For several hours we continued to make good time. The bush level was steadily being raised by taller and taller trees as we approached the northern edge of Katanga province and prepared to enter Maniema province. Maniema's reputation for cannibalism, which Stanley noted repeatedly in his writings, continued to the modern era. In the 1960s 13 Italian airmen from the UN were killed and eaten, their body parts smoked and made available at local markets for weeks after the slaughter. Yet Benoit assured me that we would be safe if we made it in one piece to Maniema.

I was watching the slowly changing forest when Odimba's bike coughed and died. Odimba was unperturbed, and started to fiddle with the guts of the bike. I heard him say something about the carburetor and the fuel line, but in essence the problem was this: the petrol sellers in Kalemie had given us dirty fuel.

Turning round, I was shocked to see that we were not alone. A man in rags was watching us, leaning heavily on an old bicycle laden with large plastic containers. He asked if I had any water. I handed over my bottle and asked him where he was heading.

'I am walking to Kalemie. I am a palm-oil trader. My name is Muke Nguy.'

He still had well over 100km to walk. 'I have already walked 200km.
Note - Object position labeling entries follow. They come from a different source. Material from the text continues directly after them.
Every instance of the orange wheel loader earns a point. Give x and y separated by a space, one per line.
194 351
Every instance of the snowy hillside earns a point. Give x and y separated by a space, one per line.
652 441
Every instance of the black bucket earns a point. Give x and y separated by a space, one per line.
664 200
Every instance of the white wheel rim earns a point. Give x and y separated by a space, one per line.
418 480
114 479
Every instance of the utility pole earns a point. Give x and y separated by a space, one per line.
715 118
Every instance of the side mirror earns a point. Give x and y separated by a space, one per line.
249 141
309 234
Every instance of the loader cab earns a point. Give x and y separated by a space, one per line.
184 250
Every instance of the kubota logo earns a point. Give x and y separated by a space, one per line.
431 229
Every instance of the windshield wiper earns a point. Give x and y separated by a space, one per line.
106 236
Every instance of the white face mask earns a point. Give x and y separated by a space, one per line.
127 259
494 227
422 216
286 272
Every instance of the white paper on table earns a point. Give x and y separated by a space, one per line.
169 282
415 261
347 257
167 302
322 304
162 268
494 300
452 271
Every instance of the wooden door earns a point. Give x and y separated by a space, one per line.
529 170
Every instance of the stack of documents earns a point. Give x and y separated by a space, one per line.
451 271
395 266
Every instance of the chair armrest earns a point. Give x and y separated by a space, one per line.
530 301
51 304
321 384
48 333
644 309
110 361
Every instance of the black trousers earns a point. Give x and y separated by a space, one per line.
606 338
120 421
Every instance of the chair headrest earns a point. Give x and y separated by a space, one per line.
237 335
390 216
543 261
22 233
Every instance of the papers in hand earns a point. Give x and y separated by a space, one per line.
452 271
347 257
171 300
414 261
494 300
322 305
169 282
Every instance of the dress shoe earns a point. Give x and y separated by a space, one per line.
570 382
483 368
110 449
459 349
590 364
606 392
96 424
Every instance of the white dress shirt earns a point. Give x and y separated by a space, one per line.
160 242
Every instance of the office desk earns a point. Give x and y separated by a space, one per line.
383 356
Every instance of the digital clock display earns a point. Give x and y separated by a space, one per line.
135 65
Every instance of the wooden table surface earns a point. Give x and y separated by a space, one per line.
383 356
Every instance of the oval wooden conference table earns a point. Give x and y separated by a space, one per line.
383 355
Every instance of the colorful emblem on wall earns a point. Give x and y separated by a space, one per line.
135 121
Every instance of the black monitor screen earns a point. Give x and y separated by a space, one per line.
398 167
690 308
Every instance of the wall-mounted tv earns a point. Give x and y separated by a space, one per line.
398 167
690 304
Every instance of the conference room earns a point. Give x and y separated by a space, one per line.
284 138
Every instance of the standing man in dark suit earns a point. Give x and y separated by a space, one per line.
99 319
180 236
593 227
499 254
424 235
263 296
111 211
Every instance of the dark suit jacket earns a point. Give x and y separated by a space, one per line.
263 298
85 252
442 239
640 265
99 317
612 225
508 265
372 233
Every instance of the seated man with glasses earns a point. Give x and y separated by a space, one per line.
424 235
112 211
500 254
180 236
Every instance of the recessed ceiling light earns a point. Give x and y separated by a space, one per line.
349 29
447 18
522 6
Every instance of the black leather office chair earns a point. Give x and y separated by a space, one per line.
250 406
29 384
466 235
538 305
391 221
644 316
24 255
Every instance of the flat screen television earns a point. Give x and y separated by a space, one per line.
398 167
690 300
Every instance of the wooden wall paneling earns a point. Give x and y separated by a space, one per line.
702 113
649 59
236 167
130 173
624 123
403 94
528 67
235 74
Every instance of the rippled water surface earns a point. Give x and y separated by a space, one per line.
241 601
It has taken me 16 days.'

He was on a 600km round trip through heavy bush in the equatorial heat, with no food and no water. His bicycle was so heavily laden with palm oil that it had long stopped functioning as a means of personal travel. It was a beast of burden, a way to haul goods through the jungle. The only things on the bike I could see that were not tradable were a battered silver pump, a roll of woven-grass matting and a coil of ivy.
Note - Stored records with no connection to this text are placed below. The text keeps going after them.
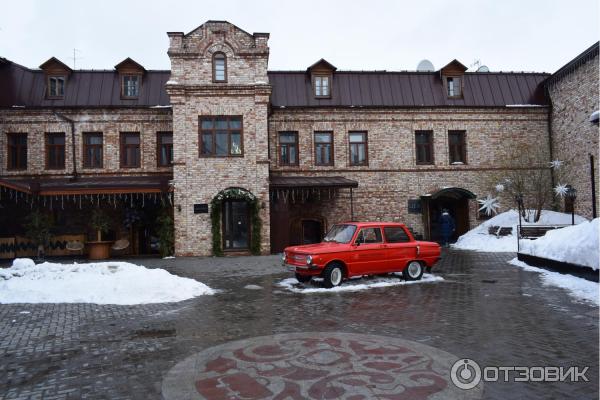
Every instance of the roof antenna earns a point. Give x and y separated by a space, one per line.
75 57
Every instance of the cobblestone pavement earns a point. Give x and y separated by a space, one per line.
486 310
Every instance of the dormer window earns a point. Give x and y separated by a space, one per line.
321 75
322 84
56 86
219 67
56 74
452 79
130 86
453 86
131 74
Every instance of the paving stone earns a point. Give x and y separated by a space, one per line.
74 351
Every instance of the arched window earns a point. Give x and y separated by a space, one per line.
219 67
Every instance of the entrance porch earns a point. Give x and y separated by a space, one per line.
303 208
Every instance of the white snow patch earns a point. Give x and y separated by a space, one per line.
100 283
577 244
479 239
352 285
579 288
253 287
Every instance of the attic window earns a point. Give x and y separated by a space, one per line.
219 68
130 86
322 85
56 86
453 86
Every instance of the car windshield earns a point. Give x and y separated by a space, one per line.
341 233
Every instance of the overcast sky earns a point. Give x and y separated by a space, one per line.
507 35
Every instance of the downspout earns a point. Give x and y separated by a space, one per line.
73 150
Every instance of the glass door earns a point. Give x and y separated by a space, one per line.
235 225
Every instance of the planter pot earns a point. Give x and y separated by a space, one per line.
99 250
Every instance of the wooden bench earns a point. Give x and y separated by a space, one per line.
500 230
536 231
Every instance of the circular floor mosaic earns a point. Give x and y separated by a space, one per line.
316 366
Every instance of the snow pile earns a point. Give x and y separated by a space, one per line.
100 283
578 244
579 288
355 285
480 240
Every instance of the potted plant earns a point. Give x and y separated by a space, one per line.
100 223
37 229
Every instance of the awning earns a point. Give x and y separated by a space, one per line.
89 185
453 192
303 182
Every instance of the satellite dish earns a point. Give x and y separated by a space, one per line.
425 66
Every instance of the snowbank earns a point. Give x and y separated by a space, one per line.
355 285
578 244
480 240
578 288
100 283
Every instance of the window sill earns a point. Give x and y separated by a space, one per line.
213 156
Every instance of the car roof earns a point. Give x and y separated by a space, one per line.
379 223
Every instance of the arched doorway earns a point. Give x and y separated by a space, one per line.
456 201
235 221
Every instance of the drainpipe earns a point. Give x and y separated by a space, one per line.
73 150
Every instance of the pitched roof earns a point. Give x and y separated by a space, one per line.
408 89
22 86
569 67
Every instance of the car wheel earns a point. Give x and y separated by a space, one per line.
333 275
413 271
303 278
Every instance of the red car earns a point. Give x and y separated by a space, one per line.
362 248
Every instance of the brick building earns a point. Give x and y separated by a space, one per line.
249 159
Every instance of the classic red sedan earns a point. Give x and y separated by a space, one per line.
362 248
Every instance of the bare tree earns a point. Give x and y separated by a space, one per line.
527 178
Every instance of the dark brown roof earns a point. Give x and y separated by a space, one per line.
22 86
89 185
569 67
408 89
287 182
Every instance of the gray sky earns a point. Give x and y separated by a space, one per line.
507 35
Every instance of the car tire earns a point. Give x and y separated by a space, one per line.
303 278
333 275
413 271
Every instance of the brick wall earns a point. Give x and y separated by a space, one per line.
574 98
392 176
36 123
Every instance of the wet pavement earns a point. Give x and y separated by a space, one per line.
485 310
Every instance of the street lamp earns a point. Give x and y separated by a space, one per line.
519 200
572 195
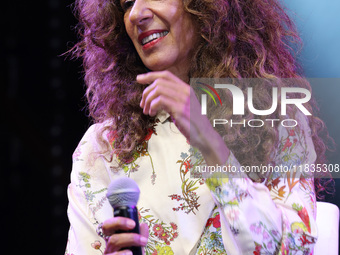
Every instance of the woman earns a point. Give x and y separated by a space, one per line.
139 56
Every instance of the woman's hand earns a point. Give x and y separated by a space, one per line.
115 242
167 92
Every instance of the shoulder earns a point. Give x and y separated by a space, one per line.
94 141
295 145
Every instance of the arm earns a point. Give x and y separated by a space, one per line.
276 216
93 226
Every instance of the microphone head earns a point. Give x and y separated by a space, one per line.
123 191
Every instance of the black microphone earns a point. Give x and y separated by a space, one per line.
123 195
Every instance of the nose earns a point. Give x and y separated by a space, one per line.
140 12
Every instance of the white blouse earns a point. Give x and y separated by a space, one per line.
193 215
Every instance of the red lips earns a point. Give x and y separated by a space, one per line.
147 33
'I drink when the path crosses streams, and at night I eat what I can find in the bush. I have my mat to sleep on, but sometimes the insects eat me at night. If I get sick, I have no medicine.'

I asked him what the loop of ivy was for. 'That is from a rubber tree. If I have a flat, I break the ivy and a glue comes out that will mend the puncture. It is the repair kit of the forest.' For the first time his gaunt face softened to a smile. 'I carry 80, maybe 100 liters of oil. Maybe I can make $10 or $15 profit when I get to Kalemie. So I spend my money there on things we do not have at home, like salt or lakefish. When I get home, I sell some of the salt for another $10 or $15 profit.'

All this effort for $30 and a fish supper. I was stunned.
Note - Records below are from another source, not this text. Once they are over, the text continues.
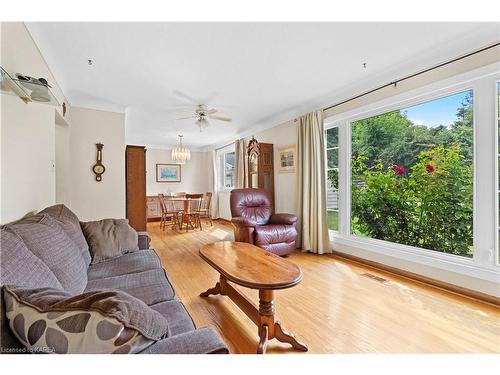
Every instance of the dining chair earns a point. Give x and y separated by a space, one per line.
168 213
205 212
191 218
178 205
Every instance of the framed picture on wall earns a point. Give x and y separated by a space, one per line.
286 159
168 173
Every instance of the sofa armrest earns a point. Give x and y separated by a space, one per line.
143 240
286 219
200 341
241 221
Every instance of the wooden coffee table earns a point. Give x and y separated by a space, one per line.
252 267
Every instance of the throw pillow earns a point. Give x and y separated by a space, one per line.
107 321
109 238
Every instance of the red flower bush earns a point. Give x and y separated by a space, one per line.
399 170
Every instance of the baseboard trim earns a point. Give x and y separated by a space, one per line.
469 293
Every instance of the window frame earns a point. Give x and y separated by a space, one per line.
481 265
327 168
497 174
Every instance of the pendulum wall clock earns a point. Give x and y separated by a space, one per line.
98 168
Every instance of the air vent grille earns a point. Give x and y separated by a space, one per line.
376 278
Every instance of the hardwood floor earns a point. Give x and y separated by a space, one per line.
335 309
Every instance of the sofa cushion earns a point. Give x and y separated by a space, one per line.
105 321
150 286
47 240
71 225
177 316
109 238
20 267
137 261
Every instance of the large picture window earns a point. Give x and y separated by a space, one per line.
498 156
332 174
412 175
227 170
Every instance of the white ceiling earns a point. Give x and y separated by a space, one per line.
261 73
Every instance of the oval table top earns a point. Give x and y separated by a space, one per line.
250 266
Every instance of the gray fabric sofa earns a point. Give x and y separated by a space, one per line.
137 273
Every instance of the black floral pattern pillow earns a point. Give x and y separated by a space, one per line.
75 327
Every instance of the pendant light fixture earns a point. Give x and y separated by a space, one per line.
180 154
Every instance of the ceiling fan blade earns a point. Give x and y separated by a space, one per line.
185 97
220 118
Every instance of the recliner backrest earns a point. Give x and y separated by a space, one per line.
251 203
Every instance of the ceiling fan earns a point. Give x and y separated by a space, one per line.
202 113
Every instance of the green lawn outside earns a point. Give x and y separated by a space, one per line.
333 220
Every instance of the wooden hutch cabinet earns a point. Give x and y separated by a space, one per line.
261 167
135 182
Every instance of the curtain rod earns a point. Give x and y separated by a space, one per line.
394 83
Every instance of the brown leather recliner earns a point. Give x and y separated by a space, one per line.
254 222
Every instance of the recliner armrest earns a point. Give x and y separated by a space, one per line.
243 222
285 219
143 240
200 341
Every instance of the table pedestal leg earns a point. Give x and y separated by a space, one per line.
263 316
269 329
212 291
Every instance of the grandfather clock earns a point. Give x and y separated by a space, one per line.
261 166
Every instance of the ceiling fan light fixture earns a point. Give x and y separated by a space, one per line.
202 123
180 154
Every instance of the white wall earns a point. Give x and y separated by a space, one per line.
63 162
92 200
28 157
195 174
28 131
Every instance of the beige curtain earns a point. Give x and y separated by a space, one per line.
311 175
240 156
215 195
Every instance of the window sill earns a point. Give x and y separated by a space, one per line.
449 268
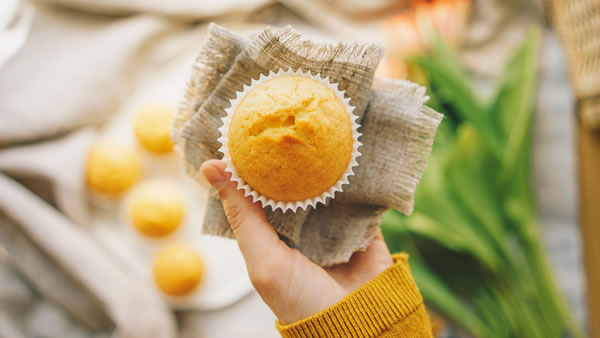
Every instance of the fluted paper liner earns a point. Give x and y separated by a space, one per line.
303 204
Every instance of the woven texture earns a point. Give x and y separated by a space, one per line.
397 129
578 23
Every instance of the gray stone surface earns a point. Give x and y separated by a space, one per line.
555 175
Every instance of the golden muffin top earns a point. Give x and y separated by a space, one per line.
156 208
152 125
178 269
111 168
290 138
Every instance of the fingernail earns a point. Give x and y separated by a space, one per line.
214 176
Muke was one of many bicycle hauliers I saw. Some carried palm oil, a few meat - antelope or monkey - and there was even one with 30 African grey parrots in homemade cages. The haulier proudly said he was going to make the perilous journey from eastern Congo to Zanzibar, more than 1,000km to the east, where he might get $50 a bird from tourists. It echoed the slave era, when Stanley saw Arab slavers in this region driving chain gangs of prisoners for the same long march to Zanzibar to be sold.